James Lawson is currently in the process of recording information about model curation, and has in fact begun experimenting with using the wiki format for representing this information. It may be some time, however, until this develops into a useful resource. If anyone in the community has any information regarding specific models that they believe might be relevant to this 'CellML-curation-wikipedia,' they would be strongly encouraged to share this information with the community.

The more people that work on this project, the faster it will develop, which will make the site more useful to users, which will increase the community, etc. etc.


Sorting by Curation Status

The ability to sort/filter/search by curation status would be a useful feature to have on the site. Currently we can only sort models by the number of 'general curation' stars assigned to the latest version of each model.


Pros:

  • We will be able to represent the model curation status in a clear, concise manner.
  • We will be able to record all the relevant information about the curation process a model has undergone
  • The proposed system of wikis will create some proper documentation for each model, over and above the scope of the metadata

Cons:

  • The user is presented with several icons they have to learn the meaning of before they can get any value out of the proposed system
  • Displaying 6 or 7 different glyphs next to each model in the main model listing is going to take up a fair bit of space
  • The glyphs might look tacky
  • Displaying correspondence with authors in the model wikis might be a problem
  • Each listing entry on the main page is an umbrella representing multiple versions and variants. The glyphs would probably only describe the most highly curated version/variant, which might be misleading if other versions/variants are in some way useful.

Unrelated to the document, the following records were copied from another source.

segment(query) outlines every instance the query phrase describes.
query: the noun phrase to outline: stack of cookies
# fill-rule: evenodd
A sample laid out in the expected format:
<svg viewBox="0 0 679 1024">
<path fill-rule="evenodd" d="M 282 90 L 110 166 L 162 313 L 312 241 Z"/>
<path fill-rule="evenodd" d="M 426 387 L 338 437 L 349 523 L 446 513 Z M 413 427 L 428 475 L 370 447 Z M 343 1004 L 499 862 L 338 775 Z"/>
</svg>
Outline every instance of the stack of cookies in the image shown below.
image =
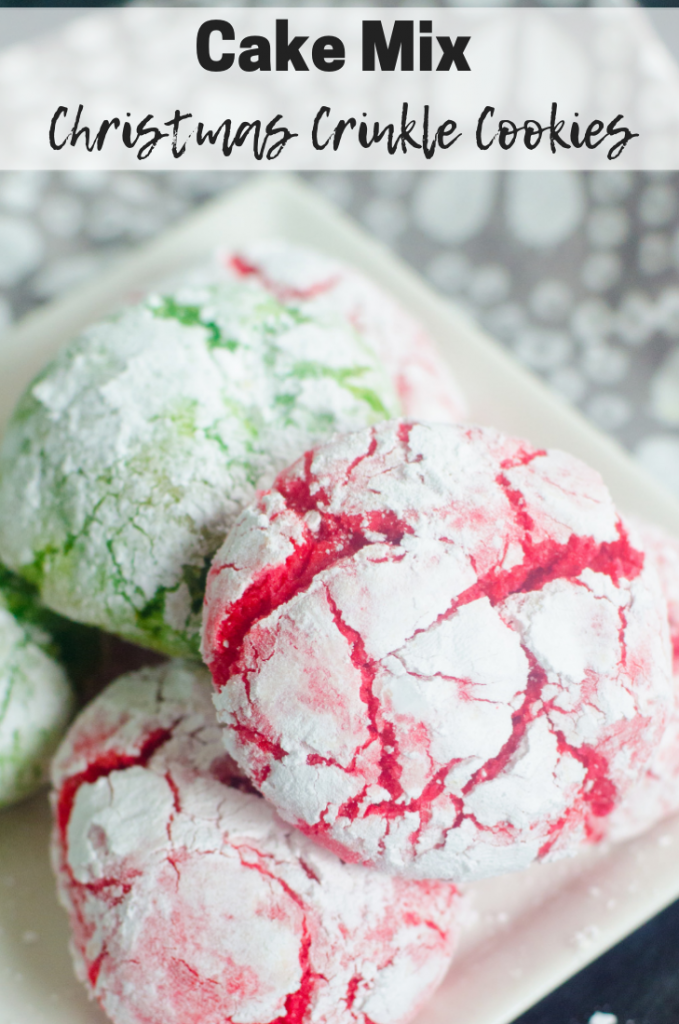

Questions & Considerations:


Do we have a model wiki for each version/variant? Perhaps we could have an umbrella wiki which describes all versions and variants.*

What will this glyph/icon based system look like? How will we avoid 'cluttering' the glyphs/icons?

We would need quite a formal structure for the wikis to represent information in a clear, consistent manner - what will this be?

What will a CellML 1.1 repository look like and how might the representation of curation status information be required to change?

What considerations do we need to make to ensure the consistency of the proposed representation system throughout future versions of the cellml.org model repository.

The above proposed descriptive flags are limited to describing the mathematical status of the model. We will need flags for representing the curation status of models with respect to annotation with ontologies and database references, but we have not yet decided on exactly how this process will work

Further discussion on curation theory is needed to make a set of standards (that can be represented by the proposed descriptive flags) that will continue to be relevant

Input from other groups working with CellML and indeed other groups developing repositories of curated computational biology models would be very helpful. It is possible that a universal standard of curation status representation could be developed.


Discussion:


A mailing list thread on team@cellml.org has been started on this topic. The archives of this thread can be found at http://www.cellml.org/pipermail/team/2007-August/000102.html


At the Auckland CellML meeting of 15/08/07, these matters were discussed. The minutes for this meeting can be found at: http://www.cellml.org/meeting_minutes/MeetingMinutes15August2007/


The objective of this proposal is to kick-start a discussion with the wider community on how to better represent the curation status of models in our cellml.org repository. A 'descriptive flag' system is currently one of the better ideas we have come up with. If anyone has an idea that out of the scope of this document, please feel free to express it.


Ideally, after discussion on the cellml-discussion mailing list, we will be able to flesh out this document to the point where it becomes an official action plan, and also we will have, at least to some extent, co-ordinated our efforts with the BioModels group and other groups who are providing curated, community oriented repositories/databases for computational models of biology.